Since she first observed swarms of juvenile convicts exploding from the reefs in the Solomon Islands, the Shark Lady has been trying to get a handle on what goes on each night when the young return home. At first, Clark and her team tried wriggling an endoscopic video camera into the burrows. More surprises lay within: the convict burrow is a complex maze full of smaller chambers. In some, clusters of juvenile fish were literally hanging out, their heads attached to the ceiling by strands of mucous so thin they were nearly invisible4. Other juveniles swam right into their parents’ mouths as they returned after a day of foraging, to be released unharmed later on.
The Shark Lady’s first thought was that the adults were cannibals – weird as it seems, this could be a natural transition in fish that protect their broods by holding them in their mouths. Plenty of fish also venture into the mouths of larger individuals to perform cleaning services. After failing to find any evidence of juvenile fish in the stomachs of dissected adults, Clark came up with a different idea. Maybe the young convicts are delivering food back to their parents.

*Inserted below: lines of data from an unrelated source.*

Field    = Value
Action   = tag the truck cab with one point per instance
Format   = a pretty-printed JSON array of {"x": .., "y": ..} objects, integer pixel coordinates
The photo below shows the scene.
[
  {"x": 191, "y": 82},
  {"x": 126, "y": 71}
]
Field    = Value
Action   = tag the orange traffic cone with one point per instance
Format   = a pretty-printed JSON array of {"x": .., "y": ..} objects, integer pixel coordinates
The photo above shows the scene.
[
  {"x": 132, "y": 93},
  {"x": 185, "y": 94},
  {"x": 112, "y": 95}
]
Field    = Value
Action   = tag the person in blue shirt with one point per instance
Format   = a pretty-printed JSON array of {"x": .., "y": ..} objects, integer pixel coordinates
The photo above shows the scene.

Lately, Clark has been observing convict fish behaviour in captivity at the Mote Marine Lab, using artificial burrows of glass and mirrors. In spite of these efforts, it seems the fish remains a mystery for now. Regardless, the convict burrow is an incredible example of something quite unusual in fishes: parents providing long-term protection to their offspring.
And if Clark’s latest idea about how the adults feed is correct, the results would be revolutionary. Parental care is seen throughout the animal kingdom, but caring for parents and older adults is, like language, one of those few uniquely human traits. Many birds feed members of their extended family, but these tend to be younger relatives. Other animals behave in ways that look like precursors to elder care. Elephants and giant otters give special attention and comfort to elderly matriarchs5, 6, but never long-term. So who’s weirder? It just might be the Shark Lady’s own school of children and grandchildren. The real oddity is that for us, caring for family comes so easily.
- FitzGerald. 1992. Trends in Ecology and Evolution 7: 7-10.
- Klug and Bonsall. 2007. American Naturalist 170: 886-901.
- Springer and Freihofer. 1976. Smithsonian Contributions to Zoology 216.
- Kaufmann. 2005. National Geographic.
- Douglas-Hamilton et al. 2006. Applied Animal Behaviour Science 100: 87-102.
- Davenport. 2010. PLOS One 5: 11385.